How should I write the TBL restraint file? From the example on the web we have:
assi (segid A and resid 10 and name CB) (segid B and resid 200 and name CB) 20.0 10.0 0.0
If I keep the segi it is making issues (I guess because of the reason I’ve said before) so that it is not satisfying the cross-links in the final model. So I was wondering if I can use it in the following way:
assi (chain A and resid 10 and name CA) (chain B and resid 200 and name CA) 35.0 35.0 0.0 (min distance 0, max distance 35 angstroms)??
I am trying using these as ambiguous so that HADDOCK can do random exclusion and checking the box for center of mass restraints. How would you do it?
If you want I can send you the pdb files so that you can check them out and tell me how you’d solve the problem.
Best
Did you use the server for this?
If yes can you share the link to a result page?
How many cross-links do you define and how many are now satisfied?
Note that you could also test first the consistency of your crosslinks using our DISVIS server
I think I solved the problem. I’ve set up the pdb files (and the restraints file) so to have chain B for the antibody and then chain A for the antigen but use the antibody as first molecule to dock. In the preparation step, HADDOCK take the first molecule and assigns it segid A, while the second docked molecule is assigned with segid B. So what I end up having is a wrong cross-links restraints file (sites are basically swapped and I get completely out-of-sense orientations). I think none or almost none were satisfied (for obvious reasons). Now I just swapped the order of molecule selection (antigen first and then antibody) and that seemed to do the trick. Do you recommend using DISVIS to have a list of active/passive residues or just running in a scenario when only cross-links are used as restraints? Do you recommend using them as ambiguous restraints (that’s what I think should be more correct to do) or anambiguous? Also, do you enforce some contacts by applying them as center of mass?
Thanks in advance
Hi Alessio
Glad to hear you solved your issue.
Do you recommend using DISVIS to have a list of active/passive residues or just running in a scenario when only cross-links are used as restraints?

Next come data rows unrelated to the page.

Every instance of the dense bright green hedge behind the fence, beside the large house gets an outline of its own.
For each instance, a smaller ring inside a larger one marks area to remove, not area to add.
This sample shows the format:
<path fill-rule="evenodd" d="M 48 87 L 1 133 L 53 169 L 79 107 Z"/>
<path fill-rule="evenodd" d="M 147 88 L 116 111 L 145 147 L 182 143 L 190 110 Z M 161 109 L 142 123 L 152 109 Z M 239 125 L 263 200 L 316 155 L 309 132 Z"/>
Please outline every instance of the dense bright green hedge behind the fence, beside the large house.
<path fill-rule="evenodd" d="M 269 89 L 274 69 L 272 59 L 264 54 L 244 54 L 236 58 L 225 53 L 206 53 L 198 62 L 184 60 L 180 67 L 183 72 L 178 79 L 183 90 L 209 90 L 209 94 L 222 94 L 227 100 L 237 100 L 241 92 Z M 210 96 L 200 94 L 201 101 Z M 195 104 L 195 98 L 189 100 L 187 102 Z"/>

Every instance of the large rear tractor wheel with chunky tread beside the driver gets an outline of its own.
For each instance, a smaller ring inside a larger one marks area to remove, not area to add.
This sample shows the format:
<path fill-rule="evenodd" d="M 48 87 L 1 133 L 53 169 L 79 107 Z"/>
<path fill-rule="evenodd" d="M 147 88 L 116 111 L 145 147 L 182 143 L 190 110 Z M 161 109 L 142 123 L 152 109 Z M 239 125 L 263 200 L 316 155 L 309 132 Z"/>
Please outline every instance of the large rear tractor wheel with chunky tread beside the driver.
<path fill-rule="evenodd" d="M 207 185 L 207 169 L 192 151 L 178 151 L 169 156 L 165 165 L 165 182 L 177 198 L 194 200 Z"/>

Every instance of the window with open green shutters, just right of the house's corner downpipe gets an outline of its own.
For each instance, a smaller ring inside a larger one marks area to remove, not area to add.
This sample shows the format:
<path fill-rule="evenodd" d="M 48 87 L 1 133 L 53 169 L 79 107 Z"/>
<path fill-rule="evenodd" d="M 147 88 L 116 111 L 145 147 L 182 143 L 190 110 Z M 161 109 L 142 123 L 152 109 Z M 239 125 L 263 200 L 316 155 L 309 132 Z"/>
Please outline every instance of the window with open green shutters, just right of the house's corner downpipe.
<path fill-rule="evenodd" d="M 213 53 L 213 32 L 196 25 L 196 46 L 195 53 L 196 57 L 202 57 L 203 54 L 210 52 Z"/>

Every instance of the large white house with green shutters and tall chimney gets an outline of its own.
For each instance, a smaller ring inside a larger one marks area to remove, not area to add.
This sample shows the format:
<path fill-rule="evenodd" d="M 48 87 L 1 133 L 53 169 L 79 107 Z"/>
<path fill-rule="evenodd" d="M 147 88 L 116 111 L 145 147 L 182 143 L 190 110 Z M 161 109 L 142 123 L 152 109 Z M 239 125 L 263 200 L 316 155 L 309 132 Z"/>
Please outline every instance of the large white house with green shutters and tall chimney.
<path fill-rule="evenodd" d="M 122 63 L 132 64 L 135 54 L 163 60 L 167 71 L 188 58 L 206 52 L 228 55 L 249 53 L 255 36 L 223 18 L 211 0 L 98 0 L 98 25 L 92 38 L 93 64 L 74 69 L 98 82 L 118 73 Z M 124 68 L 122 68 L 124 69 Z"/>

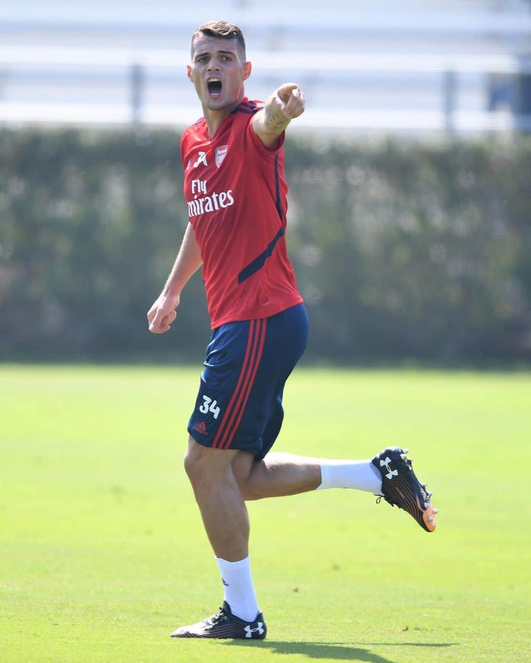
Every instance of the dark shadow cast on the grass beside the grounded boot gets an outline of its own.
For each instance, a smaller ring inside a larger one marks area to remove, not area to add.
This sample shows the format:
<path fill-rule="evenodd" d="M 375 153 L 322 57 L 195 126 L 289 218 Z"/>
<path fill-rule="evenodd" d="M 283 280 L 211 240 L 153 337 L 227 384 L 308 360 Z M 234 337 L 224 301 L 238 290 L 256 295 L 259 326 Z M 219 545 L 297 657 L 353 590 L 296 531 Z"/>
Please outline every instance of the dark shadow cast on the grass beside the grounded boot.
<path fill-rule="evenodd" d="M 265 642 L 249 642 L 245 640 L 230 640 L 225 642 L 228 646 L 259 646 L 261 649 L 270 649 L 272 654 L 304 654 L 308 658 L 332 658 L 342 661 L 365 661 L 367 663 L 394 663 L 390 658 L 373 654 L 368 649 L 350 646 L 350 642 L 280 642 L 279 640 L 266 640 Z M 361 642 L 360 644 L 374 646 L 409 646 L 409 647 L 451 647 L 457 642 Z"/>

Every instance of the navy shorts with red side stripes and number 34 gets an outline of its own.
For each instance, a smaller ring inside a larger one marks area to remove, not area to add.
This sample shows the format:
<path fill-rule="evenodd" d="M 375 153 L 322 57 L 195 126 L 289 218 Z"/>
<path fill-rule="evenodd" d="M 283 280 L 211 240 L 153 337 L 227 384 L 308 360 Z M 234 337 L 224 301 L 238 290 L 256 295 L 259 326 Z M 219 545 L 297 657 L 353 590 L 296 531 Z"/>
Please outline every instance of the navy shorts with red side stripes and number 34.
<path fill-rule="evenodd" d="M 199 444 L 263 458 L 284 418 L 284 383 L 308 338 L 303 304 L 213 330 L 188 432 Z"/>

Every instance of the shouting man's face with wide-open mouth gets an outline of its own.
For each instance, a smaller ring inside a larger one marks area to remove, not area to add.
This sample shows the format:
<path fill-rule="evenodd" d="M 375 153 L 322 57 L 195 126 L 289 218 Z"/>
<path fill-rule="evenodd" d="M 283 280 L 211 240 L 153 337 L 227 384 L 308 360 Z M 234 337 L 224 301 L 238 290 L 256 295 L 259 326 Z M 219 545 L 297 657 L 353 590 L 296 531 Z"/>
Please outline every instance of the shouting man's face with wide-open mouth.
<path fill-rule="evenodd" d="M 204 108 L 235 107 L 244 97 L 243 82 L 251 76 L 251 62 L 243 62 L 236 39 L 198 34 L 192 64 L 186 68 Z"/>

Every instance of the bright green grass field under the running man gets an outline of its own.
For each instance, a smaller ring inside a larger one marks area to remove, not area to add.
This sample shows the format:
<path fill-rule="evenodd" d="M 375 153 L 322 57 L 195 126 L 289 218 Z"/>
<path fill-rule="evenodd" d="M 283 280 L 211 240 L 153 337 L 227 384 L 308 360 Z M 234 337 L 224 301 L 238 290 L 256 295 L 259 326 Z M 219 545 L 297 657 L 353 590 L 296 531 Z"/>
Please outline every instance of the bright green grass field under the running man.
<path fill-rule="evenodd" d="M 174 640 L 222 587 L 182 469 L 198 371 L 0 367 L 0 660 L 531 660 L 531 375 L 300 369 L 276 444 L 410 449 L 438 529 L 367 493 L 249 505 L 264 642 Z"/>

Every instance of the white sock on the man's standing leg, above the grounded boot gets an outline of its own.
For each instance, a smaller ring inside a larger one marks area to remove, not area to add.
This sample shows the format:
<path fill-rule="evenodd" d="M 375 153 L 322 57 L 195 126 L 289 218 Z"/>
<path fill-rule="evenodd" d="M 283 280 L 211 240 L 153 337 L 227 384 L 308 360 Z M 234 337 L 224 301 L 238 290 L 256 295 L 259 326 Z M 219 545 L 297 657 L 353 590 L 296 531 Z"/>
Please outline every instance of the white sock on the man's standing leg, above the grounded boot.
<path fill-rule="evenodd" d="M 251 558 L 239 562 L 227 562 L 219 557 L 215 558 L 221 579 L 225 601 L 230 605 L 231 612 L 245 621 L 255 621 L 258 613 L 257 597 L 251 576 Z"/>

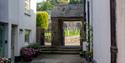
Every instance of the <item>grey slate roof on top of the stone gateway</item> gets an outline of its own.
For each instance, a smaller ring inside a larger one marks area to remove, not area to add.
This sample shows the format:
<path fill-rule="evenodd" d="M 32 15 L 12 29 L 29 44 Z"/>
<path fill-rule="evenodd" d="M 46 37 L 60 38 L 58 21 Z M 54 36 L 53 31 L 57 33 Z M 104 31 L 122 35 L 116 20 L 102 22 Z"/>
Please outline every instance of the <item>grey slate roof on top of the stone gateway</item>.
<path fill-rule="evenodd" d="M 83 17 L 83 4 L 58 5 L 52 12 L 52 17 Z"/>

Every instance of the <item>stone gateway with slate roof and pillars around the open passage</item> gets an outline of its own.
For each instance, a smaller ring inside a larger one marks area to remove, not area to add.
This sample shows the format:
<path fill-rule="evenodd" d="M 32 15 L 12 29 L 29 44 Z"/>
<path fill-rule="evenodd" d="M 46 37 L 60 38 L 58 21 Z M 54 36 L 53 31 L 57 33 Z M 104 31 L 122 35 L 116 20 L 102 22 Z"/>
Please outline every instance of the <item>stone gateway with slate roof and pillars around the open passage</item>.
<path fill-rule="evenodd" d="M 82 27 L 80 30 L 80 45 L 85 41 L 84 30 L 84 8 L 83 4 L 58 5 L 53 9 L 51 14 L 52 20 L 52 46 L 64 46 L 64 21 L 81 21 Z"/>

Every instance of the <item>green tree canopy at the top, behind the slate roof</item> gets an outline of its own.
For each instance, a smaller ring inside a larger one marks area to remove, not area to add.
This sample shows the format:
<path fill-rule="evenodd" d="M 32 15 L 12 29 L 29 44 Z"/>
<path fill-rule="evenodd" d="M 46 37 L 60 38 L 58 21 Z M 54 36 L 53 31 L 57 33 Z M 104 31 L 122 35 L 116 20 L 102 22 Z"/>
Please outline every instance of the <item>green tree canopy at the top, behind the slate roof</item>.
<path fill-rule="evenodd" d="M 47 0 L 44 2 L 37 3 L 37 11 L 48 11 L 52 10 L 57 4 L 78 4 L 82 3 L 83 0 Z"/>

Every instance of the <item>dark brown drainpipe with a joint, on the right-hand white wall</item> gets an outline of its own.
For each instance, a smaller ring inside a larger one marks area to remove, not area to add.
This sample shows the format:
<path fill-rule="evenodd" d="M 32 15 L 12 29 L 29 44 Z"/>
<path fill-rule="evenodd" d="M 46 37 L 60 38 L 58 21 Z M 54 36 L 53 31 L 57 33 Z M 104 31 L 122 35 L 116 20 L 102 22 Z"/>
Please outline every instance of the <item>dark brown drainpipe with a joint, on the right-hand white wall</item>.
<path fill-rule="evenodd" d="M 117 63 L 116 40 L 116 0 L 110 0 L 110 24 L 111 24 L 111 63 Z"/>

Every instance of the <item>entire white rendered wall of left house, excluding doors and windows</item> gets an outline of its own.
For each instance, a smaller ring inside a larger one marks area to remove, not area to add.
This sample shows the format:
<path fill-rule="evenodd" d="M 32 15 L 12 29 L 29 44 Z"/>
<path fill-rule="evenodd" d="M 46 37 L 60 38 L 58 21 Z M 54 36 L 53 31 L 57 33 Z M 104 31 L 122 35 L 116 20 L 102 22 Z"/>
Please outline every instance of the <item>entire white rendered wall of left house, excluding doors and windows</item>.
<path fill-rule="evenodd" d="M 17 36 L 15 39 L 15 56 L 20 55 L 20 49 L 25 45 L 25 29 L 31 30 L 30 43 L 36 42 L 36 0 L 30 2 L 30 16 L 24 14 L 25 0 L 0 0 L 0 22 L 6 24 L 5 56 L 11 58 L 11 26 L 17 25 Z M 23 31 L 20 32 L 20 29 Z"/>

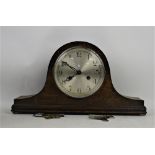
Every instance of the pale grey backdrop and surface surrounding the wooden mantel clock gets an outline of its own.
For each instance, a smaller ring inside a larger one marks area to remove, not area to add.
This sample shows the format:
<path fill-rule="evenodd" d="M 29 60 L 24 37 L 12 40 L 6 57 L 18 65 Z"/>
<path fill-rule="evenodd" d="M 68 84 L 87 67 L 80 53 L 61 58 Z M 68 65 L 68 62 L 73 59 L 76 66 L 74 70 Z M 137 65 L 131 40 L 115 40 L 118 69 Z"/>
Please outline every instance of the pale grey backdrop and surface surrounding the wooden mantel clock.
<path fill-rule="evenodd" d="M 146 116 L 87 116 L 44 120 L 10 112 L 13 99 L 39 92 L 53 53 L 71 41 L 98 46 L 108 58 L 114 87 L 145 100 Z M 2 27 L 2 127 L 153 127 L 153 27 Z"/>

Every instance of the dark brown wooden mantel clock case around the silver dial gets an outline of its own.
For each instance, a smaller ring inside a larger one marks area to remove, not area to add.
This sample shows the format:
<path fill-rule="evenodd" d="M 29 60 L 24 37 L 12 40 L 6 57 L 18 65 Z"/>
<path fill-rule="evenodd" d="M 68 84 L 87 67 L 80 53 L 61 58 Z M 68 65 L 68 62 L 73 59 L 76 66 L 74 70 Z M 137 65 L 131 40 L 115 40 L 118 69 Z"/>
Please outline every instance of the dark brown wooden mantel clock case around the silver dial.
<path fill-rule="evenodd" d="M 106 75 L 101 88 L 93 95 L 75 99 L 62 93 L 54 81 L 53 66 L 58 56 L 66 49 L 81 46 L 94 50 L 105 65 Z M 60 47 L 53 55 L 44 88 L 36 95 L 14 100 L 13 113 L 57 113 L 57 114 L 115 114 L 145 115 L 144 101 L 120 95 L 113 87 L 107 58 L 96 46 L 87 42 L 71 42 Z"/>

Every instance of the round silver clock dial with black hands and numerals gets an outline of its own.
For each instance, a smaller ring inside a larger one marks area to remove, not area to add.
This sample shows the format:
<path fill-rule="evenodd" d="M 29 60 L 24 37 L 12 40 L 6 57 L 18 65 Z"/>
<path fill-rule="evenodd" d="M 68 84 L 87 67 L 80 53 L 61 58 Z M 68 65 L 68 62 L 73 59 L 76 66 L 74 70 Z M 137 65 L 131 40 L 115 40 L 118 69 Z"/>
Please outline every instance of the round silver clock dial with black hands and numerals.
<path fill-rule="evenodd" d="M 58 88 L 75 98 L 94 94 L 101 87 L 104 77 L 101 58 L 88 48 L 69 48 L 58 57 L 54 65 L 54 79 Z"/>

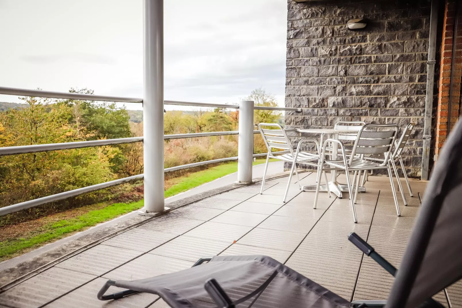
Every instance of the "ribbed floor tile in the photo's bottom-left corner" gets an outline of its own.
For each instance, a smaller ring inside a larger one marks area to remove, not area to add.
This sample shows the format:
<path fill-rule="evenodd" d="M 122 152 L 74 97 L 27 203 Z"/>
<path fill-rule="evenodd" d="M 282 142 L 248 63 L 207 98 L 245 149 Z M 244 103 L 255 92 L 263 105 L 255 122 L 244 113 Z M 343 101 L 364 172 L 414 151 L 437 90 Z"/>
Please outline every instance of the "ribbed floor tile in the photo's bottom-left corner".
<path fill-rule="evenodd" d="M 52 267 L 1 293 L 0 302 L 15 308 L 36 308 L 94 278 L 94 275 Z"/>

Just to check the consistency of your restraints prior to docking. If they are all consistent (i.e. you can generate solutions that are consistent with all restraints using DISIVIS), you could input those as unambiguous in HADDOCK.
Also, since you are dealing with an antibody, you could define the CDR loops as active residues (turn off passives for the antibody) and select the option to define the entire surface of the antigen as passive. This would be a better strategy than CM restraints.
Ok, I’ll check DISVIS out. I am obtaining best results by using XL-MS restraints as AIRs and with no center of mass selection or using an active passive strategy (defining the CDR loops as active as you already pointed out).